William Shakespeare mentions rats in several of his plays: Shylock speaks of them; the First Witch refers to a "rat without a tale"; Lear mentions them as does Prospero. They even show up in such diverse plays as "Romeo and Juliet" and "The Merry Wives of Windsor". But it is a line for Hamlet that may be the most poignant. Hamlet realizes that there is someone behind the drapery in his mother's room. He believes it is his uncle Claudius, but it isn't. It is Polonius. Right before Hamlet thrusts his blade through the arras he says:

 

"How now? A rat? Dead for a ducat, dead!"

 

Many other European and American authors have mentioned rats: Chaucer, Jean de la Fontaine, Tolstoy, Poe, Bram Stoker, Hawthorne, Voltaire, Hugo and Twain - and these are only a few.  But two authors in particular come to my mind: Orwell and Browning.

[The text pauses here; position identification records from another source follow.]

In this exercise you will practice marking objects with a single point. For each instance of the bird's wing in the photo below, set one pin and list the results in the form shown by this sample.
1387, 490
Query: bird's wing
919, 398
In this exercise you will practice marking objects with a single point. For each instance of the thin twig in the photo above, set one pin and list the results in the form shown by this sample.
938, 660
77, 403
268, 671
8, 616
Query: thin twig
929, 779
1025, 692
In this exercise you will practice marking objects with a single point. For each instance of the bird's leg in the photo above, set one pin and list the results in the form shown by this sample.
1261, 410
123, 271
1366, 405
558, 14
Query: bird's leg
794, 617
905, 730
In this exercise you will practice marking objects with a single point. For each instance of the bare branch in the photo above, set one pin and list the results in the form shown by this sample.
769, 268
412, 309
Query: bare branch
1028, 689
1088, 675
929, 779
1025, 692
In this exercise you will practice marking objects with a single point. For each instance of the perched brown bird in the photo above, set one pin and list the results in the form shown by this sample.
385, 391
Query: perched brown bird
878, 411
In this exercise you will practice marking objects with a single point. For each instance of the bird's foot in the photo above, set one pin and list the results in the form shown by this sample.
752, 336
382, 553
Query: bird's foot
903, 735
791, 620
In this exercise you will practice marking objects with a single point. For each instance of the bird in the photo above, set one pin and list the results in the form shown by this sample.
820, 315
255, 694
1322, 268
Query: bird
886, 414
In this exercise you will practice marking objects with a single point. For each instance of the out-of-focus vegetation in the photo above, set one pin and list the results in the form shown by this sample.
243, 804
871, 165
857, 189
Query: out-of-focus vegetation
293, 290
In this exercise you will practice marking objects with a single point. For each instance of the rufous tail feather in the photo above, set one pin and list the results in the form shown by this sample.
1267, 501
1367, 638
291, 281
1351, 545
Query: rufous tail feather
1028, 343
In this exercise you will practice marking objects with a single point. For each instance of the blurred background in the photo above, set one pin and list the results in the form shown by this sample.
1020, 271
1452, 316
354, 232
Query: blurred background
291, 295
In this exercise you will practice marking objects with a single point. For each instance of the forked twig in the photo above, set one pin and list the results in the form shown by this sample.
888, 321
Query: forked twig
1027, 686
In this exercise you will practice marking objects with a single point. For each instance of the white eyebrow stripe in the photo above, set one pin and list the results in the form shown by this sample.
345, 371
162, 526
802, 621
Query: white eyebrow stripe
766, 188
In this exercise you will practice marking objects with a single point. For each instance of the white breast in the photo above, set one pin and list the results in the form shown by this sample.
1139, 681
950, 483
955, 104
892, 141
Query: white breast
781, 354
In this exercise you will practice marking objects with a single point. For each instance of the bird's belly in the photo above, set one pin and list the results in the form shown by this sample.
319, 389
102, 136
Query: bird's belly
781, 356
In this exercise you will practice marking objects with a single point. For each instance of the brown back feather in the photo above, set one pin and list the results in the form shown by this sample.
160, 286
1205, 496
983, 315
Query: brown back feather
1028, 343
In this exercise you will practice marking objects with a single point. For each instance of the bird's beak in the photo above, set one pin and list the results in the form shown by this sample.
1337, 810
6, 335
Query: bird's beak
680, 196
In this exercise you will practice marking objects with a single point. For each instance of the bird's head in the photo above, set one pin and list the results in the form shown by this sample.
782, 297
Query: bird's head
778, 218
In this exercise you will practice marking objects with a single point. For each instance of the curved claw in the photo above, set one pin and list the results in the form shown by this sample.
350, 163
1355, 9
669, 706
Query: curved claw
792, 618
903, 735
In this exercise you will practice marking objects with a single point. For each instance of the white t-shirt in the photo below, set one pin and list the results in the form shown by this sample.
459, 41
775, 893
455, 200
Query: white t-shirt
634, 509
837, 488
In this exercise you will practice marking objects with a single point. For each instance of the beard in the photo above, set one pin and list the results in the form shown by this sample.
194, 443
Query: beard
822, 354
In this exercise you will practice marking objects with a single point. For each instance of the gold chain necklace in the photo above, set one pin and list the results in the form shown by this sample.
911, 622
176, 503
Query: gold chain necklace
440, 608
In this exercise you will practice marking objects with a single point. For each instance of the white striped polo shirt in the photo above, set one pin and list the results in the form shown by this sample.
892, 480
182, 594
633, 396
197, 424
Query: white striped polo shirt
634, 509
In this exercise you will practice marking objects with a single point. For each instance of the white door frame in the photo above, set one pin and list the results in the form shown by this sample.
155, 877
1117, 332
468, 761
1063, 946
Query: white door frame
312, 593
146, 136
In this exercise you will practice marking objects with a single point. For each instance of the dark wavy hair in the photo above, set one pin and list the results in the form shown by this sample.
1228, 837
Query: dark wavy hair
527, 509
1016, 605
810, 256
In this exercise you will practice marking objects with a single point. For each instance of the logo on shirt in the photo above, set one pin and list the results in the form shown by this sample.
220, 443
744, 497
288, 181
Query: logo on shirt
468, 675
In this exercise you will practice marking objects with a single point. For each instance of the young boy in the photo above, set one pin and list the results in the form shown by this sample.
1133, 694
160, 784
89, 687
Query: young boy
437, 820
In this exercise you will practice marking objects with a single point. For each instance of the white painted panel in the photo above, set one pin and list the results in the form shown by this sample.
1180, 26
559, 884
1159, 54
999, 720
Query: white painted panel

Browning sets the stage at the very beginning of "The Pied Piper".

 

 Rats!
 They fought the dogs and killed the cats,
 And bit the babies in the cradles,
 And ate the cheeses out of the vats,
And licked the soup from the cooks' own ladles...

 

Personally the most frightening reference to rats occurs in George Orwell's 1984. Currently I am reading his Homage to Catalonia which is a factual account of the time he spent in Spain fighting against the fascists in the late 1930s. Several times Orwell mentions rats and once he even states that they are the single thing he most detests. "The filthy brutes came swarming out of the ground on every side. If there is one thing I hate more than another it is a rat running over me in the darkness." It was that quote that helped me to a better understanding of Winston in 1984. Orwell was writing about himself. Toward the end of that great novel O'Brien, the interrogator,  is going to break Winston's spirit with the one thing he knows he fears the most - rats! He places a cage with rats before him. Winston suddenly realizes its purpose. "...at this moment the meaning of the mask-like attachment in front of it suddenly sank into him. His bowels seemed to turn to water." I don't share Orwell's visceral fear of these animals, but I understand the point. Each of us has our Achilles heel and rats were his. 

 

Rats appear in many other contexts within Western culture. Millard Meiss wrote about the sea-change in  European society following the horrific events of the Black Death of 1348/9. And rats in one form or another have entered our collective consciousness through 20th century cinema.

 

 Considering the attention given to rats in the West it does not seem at all surprising that quite a few Japanese artist have also dealt with this subject. Perhaps even the triptych featured on this page will seem a little less exotic by comparison now.

 

 

*Note that the dates of Cornelis Visscher's life are all over the place. Try looking them up. You'll see. Not only that, but some institutions refer to him as de Visscher. I will get back to you if the art historians ever sort this one out.